A regex is one way to get there, but not what I'd use. I prefer using a URL parser, like the built-in URI
or the Addressable::URI
gem. URLs can get messy, and, there are multiple ways a site can be designated in a URL that resolve and will connect to a particular host, but fail the usual "check for the host name" test.
require 'uri'
url = 'http://www.youtube.com/watch?v=_NaiiBkqOxE&feature=feedu'
uri = URI.parse(url)
uri.host # => "www.youtube.com"
A couple ways of doing it:
uri.host['youtube.com'] # => "youtube.com"

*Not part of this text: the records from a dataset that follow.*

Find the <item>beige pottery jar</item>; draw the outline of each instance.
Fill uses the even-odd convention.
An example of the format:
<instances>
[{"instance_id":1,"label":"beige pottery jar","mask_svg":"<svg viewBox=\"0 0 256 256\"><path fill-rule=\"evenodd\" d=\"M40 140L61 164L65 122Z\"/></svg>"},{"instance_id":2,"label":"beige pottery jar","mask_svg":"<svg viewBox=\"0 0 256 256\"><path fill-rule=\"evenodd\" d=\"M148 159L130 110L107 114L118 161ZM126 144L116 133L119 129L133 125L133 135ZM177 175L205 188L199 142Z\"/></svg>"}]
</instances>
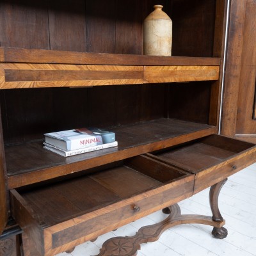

uri.host =~ /youtube\.com/ # => 4
!!uri.host['youtube.com'] # => true
!!(uri.host =~ /youtube\.com/) # => true
Usually our needs are more sophisticated, and we want to know what parameters are embedded in the URL, or what the path to the resource is. Split breaks the URL into its component pieces:
URI.split(url) # => ["http", nil, "www.youtube.com", nil, nil, "/watch", nil, "v=_NaiiBkqOxE&feature=feedu", nil]
Each of the pieces has a defined name, so it's common to break the URL down into elements in a hash.
You can create a hash of all the parts for fast lookup:
parts = Hash[*[:scheme, :userinfo, :host, :port, :registry, :path, :opaque, :query, :fragment].zip(URI.split(url)).flatten]
parts # => {:scheme=>"http", :userinfo=>nil, :host=>"www.youtube.com", :port=>nil, :registry=>nil, :path=>"/watch", :opaque=>nil, :query=>"v=_NaiiBkqOxE&feature=feedu", :fragment=>nil}
Using Addressable::URI to do the same things:
require 'addressable/uri'
uri = Addressable::URI.parse('http://www.youtube.com/watch?v=_NaiiBkqOxE&feature=feedu')
uri.host # => "www.youtube.com"
parts = uri.to_hash
parts # => {:scheme=>"http", :user=>nil, :password=>nil, :host=>"www.youtube.com", :port=>nil, :path=>"/watch", :query=>"v=_NaiiBkqOxE&feature=feedu", :fragment=>nil}
Wikipedia's page on URL normalization shows a lot of examples of how URLs can vary, yet still point to the same resource. So, if your use is to only match the main domain for a site, then yes, you can use a simple regex, or even a substring search. When you get beyond that need you need to get more sophisticated in how you take the URL apart.